SG attends 5th OECD World Forum on Statistics in Guadalajara Mexico

SG attends 5th OECD World Forum on Statistics in Guadalajara Mexico

Challenges and opportunities in advancing human endeavor through SDGs: Guarding against the tyranny of technology and numerology

Pali Lehohla

Statistician-General South Africa

5th OECD World Forum on Statistics, Knowledge and Policy

Guadalajara Mexico 13-15 October 2015

The Sustainable Development Goals (SDGs) present the last opportunity for the universe to mend its ways and advance human endeavor towards people, planet, prosperity and peace.  In September at the United Nations Assembly, heads of states and government signed on the SDGs and by so doing committed to this mammoth task.

I was asked to identify the one single most difficult challenge of the SDG agenda and how it can be addressed?

In discussing this matter I thought I should be provocative in order to bring home the gravity of the message. I found the most difficult challenge for the SDGs agenda as the emerging internecine struggle between its crucial allies, technology and statistics.  This I term the tyranny of technology and numerology. It is an emergent interest that is poised to undermine the global freedoms project of the SDGs.

How will it come about: It comes about as a consequence of the un-negotiated forced marriage of convenience between official statistics, data and technology. This is a phenomena of the 21st century where statistics has increasingly lagged technology in ways unprecedented and the gap is growing by leaps and bounds.

Prior to the technology explosion, statistics have always been produced in a technological environment with statistical needs generally being the prime driver of the technology.  For instance the need for processing large scale datasets in censuses was driven by statistics offices.  Kodak pioneered the manufacturing of earlier albeit less successful census data scanners.  The spatial files of the US Bureau of the Census called Tiger files created a major boost and opened new frontiers for the GIS market.  Dr Goodnight and his Statistical Analysis Software (SAS) at the SAS Institute dominated the statistics fraternity for at least four decades before Microsoft Excel came to the scene.  The Statistical Package for the Social Sciences (SPSS) by IBM was premiere technological innovations that opened the logic of human endeavor to society and policy, and this was driven by statistical analysis needs.

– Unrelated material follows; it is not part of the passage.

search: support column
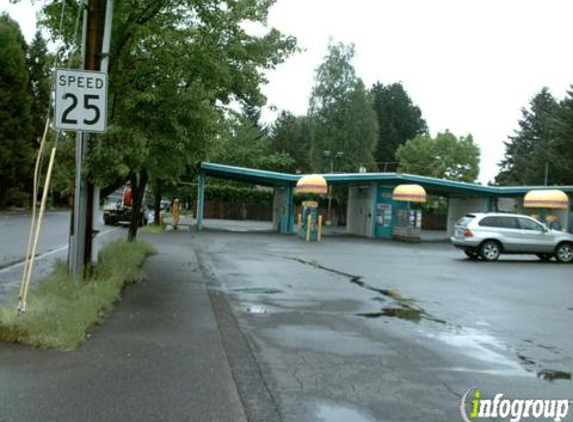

What creates the environment for this tyranny: 

First the disruptive technology of data revolution, a phenomena of the 21st century, with a very strong heuristic epistemology has upset the apple cut and has brought about a new forceful polity for a forced marriage between technology and statistics. Unmanaged this potentially will cost us the freedoms and wellbeing project that is envisaged in the SDGs.